Zero table_shift resets to 9.
Zero data_shift resets to 12.
Zero block_alignment resets to 9.

Rationale:

table_shift, data_shift and block_alignment mirror fields stored in on-disk headers (see AaruHeaderV2 & DdtHeader2); data_shift is a global per-block granularity exponent (not DDT-specific) governing how in-block offsets are encoded.
compress selects adaptive codec usage: LZMA applied to generic/data blocks, FLAC applied to audio track payloads.
deduplicate toggles storage optimization only: the DDT directory is always built for addressing; disabling simply forces each sector's content to be written even if already present (useful for forensic byte-for-byte duplication).
dictionary tunes compression ratio/memory use; large values increase memory footprint.
Checksums are optional; enabling multiple increases CPU time at write finalization.

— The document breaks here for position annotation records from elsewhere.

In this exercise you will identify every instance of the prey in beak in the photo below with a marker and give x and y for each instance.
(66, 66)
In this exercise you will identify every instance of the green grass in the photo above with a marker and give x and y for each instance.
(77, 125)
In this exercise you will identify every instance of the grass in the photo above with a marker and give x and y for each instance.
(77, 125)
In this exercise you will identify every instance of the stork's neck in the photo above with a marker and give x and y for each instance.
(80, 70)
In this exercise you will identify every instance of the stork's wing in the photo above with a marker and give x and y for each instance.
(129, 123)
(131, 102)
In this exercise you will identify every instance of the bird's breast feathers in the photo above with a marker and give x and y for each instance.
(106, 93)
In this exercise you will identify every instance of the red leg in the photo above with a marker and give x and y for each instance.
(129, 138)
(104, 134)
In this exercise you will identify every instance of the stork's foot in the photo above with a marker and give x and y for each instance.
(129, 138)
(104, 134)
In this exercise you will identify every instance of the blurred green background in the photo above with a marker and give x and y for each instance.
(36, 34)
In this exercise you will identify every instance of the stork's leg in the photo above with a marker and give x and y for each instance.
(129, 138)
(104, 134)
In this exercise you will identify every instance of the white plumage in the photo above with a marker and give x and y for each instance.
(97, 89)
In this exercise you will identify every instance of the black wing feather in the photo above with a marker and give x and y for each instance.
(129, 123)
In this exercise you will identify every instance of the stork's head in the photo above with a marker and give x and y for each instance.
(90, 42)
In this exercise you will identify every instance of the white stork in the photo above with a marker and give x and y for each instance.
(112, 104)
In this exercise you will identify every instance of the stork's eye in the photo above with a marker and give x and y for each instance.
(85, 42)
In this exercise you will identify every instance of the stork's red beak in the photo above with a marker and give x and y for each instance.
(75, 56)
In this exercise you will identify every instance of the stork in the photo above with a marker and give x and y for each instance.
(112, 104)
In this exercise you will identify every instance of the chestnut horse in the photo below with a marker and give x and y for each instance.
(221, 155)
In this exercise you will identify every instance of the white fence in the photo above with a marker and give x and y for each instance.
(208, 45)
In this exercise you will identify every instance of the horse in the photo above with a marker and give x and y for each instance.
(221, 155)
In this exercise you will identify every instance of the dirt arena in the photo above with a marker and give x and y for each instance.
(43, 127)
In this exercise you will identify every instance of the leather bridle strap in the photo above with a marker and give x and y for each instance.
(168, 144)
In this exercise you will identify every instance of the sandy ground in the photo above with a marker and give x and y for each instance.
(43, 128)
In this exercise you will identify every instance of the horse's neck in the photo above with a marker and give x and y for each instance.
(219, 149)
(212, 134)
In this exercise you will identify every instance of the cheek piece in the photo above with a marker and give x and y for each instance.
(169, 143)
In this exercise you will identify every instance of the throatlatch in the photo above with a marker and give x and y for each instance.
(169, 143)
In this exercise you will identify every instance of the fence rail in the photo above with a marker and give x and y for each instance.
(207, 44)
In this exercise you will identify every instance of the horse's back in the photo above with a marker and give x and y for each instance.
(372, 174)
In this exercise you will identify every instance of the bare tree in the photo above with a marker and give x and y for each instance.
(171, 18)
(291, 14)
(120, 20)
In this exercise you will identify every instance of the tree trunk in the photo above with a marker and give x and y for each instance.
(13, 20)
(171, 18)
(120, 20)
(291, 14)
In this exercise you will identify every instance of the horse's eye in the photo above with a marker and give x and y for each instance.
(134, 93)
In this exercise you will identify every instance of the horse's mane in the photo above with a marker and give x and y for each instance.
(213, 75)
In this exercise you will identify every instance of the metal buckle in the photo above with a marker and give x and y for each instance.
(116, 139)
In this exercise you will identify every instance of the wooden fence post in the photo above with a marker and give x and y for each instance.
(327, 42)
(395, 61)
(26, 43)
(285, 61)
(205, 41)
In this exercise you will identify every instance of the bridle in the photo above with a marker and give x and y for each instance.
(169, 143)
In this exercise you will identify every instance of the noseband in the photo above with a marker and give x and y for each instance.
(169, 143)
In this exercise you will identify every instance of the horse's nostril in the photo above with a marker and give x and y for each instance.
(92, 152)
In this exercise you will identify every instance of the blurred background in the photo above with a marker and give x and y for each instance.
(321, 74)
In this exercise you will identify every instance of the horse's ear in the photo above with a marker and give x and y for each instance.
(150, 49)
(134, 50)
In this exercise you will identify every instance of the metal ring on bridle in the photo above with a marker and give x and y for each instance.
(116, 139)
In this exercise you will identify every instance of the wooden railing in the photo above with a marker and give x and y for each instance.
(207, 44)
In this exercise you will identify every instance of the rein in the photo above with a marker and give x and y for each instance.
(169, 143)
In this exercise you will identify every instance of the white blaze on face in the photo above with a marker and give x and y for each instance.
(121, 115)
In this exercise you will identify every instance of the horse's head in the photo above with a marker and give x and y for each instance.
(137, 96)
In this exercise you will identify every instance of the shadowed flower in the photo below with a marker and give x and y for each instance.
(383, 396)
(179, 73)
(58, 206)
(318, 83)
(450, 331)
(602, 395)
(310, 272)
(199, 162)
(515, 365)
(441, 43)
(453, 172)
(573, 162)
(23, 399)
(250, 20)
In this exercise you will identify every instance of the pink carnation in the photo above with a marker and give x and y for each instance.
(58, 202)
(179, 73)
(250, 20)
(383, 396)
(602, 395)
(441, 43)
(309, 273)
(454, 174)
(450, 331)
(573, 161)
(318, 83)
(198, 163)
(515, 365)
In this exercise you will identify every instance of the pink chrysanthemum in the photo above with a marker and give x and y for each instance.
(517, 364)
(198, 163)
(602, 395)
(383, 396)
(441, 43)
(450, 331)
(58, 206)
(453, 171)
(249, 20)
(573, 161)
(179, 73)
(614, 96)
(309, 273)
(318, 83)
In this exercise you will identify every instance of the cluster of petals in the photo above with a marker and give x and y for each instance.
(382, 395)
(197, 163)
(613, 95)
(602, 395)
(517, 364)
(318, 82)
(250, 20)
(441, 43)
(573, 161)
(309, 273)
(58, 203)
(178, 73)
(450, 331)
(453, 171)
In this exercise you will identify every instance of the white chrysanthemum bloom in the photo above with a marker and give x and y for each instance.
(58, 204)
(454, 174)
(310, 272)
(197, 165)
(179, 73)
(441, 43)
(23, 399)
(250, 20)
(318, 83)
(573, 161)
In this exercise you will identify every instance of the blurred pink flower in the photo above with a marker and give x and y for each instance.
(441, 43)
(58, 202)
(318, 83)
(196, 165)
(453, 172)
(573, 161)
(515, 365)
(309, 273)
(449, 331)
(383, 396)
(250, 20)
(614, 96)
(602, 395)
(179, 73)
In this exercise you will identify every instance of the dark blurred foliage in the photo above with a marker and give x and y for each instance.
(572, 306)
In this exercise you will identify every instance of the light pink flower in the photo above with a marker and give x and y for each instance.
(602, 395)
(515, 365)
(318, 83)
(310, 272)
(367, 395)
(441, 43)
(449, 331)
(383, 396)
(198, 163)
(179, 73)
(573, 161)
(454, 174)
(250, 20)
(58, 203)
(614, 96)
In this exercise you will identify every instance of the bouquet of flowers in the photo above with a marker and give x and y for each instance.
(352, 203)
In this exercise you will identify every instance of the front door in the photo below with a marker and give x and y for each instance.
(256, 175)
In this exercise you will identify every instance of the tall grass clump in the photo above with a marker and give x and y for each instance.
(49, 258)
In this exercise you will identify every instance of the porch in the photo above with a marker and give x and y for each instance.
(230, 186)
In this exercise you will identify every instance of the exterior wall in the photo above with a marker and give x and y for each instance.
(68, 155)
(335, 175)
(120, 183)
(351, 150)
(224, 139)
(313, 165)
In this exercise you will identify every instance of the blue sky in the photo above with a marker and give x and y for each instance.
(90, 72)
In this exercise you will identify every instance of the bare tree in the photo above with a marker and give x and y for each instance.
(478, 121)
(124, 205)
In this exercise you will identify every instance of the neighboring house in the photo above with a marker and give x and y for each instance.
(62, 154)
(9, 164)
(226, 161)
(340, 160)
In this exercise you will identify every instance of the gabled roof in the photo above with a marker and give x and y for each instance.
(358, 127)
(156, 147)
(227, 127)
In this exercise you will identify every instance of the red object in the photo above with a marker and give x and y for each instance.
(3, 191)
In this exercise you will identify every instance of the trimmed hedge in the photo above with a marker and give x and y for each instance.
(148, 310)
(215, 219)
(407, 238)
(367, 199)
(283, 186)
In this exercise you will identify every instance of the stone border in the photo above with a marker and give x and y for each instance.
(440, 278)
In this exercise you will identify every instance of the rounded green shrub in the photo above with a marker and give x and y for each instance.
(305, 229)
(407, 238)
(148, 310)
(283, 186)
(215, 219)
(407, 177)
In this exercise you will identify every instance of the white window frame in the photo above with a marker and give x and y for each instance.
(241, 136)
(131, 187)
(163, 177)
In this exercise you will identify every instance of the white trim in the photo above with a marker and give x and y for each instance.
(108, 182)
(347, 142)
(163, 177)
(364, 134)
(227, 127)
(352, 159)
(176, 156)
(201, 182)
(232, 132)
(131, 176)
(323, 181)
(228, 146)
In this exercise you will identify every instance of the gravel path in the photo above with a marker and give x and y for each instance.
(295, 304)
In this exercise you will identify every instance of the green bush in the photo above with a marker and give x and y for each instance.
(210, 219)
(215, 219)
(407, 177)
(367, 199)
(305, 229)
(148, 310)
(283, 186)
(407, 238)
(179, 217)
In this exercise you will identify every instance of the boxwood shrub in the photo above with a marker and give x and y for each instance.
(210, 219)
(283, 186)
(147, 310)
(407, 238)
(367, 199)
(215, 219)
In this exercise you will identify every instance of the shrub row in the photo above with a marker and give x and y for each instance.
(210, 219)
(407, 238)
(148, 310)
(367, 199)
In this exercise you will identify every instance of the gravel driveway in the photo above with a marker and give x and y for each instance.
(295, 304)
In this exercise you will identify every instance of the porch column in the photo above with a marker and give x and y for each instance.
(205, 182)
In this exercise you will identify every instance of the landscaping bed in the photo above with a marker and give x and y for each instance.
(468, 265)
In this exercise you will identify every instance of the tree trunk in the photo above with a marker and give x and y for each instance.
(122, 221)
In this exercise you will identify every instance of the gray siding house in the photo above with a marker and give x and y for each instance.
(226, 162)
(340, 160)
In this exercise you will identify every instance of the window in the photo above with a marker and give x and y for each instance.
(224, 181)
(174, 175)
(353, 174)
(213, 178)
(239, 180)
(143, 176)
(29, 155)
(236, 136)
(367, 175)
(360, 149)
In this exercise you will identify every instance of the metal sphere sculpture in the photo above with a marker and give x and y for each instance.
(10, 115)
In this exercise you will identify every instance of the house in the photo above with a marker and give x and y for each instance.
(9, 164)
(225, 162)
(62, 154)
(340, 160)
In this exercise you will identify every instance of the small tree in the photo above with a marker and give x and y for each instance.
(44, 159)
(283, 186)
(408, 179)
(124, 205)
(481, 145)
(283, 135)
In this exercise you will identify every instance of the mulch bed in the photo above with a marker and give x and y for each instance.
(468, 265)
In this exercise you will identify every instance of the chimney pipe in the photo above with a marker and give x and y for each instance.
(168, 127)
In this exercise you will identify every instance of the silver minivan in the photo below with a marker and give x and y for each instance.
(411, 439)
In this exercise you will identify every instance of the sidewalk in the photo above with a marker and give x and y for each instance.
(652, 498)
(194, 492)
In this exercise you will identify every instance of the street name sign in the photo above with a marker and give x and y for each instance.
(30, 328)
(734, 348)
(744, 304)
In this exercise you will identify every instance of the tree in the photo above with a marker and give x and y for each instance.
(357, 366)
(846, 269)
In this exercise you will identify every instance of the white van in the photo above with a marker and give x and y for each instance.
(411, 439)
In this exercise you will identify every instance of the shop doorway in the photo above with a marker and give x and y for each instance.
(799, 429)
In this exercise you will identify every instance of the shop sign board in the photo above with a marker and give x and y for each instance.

Performance / space trade-offs (deduplicate=false):

Significantly larger image size: every repeated sector payload is written again.
Higher write I/O and longer creation time for highly redundant sources (e.g., zero-filled regions) compared to deduplicate=true, although CPU time spent on duplicate detection/hash lookups is reduced.
Potentially simpler post-process forensic validation (physical ordering preserved without logical coalescing).
Use when exact physical repetition is more critical than storage efficiency, or to benchmark raw device throughput.
For typical archival use-cases with large zero / repeated patterns, deduplicate=true markedly reduces footprint.

Approximate in-RAM hash map usage for deduplication (deduplicate=true): The on-disk DDT can span many secondary tables, but only the primary table plus a currently loaded secondary (and possibly a small cache) reside in memory; their footprint is typically <<5% of total indexed media space and is often negligible compared to the hash map used to detect duplicate sectors. Therefore we focus here on the hash / lookup structure ("hash_map") memory, not the entire DDT on-disk size.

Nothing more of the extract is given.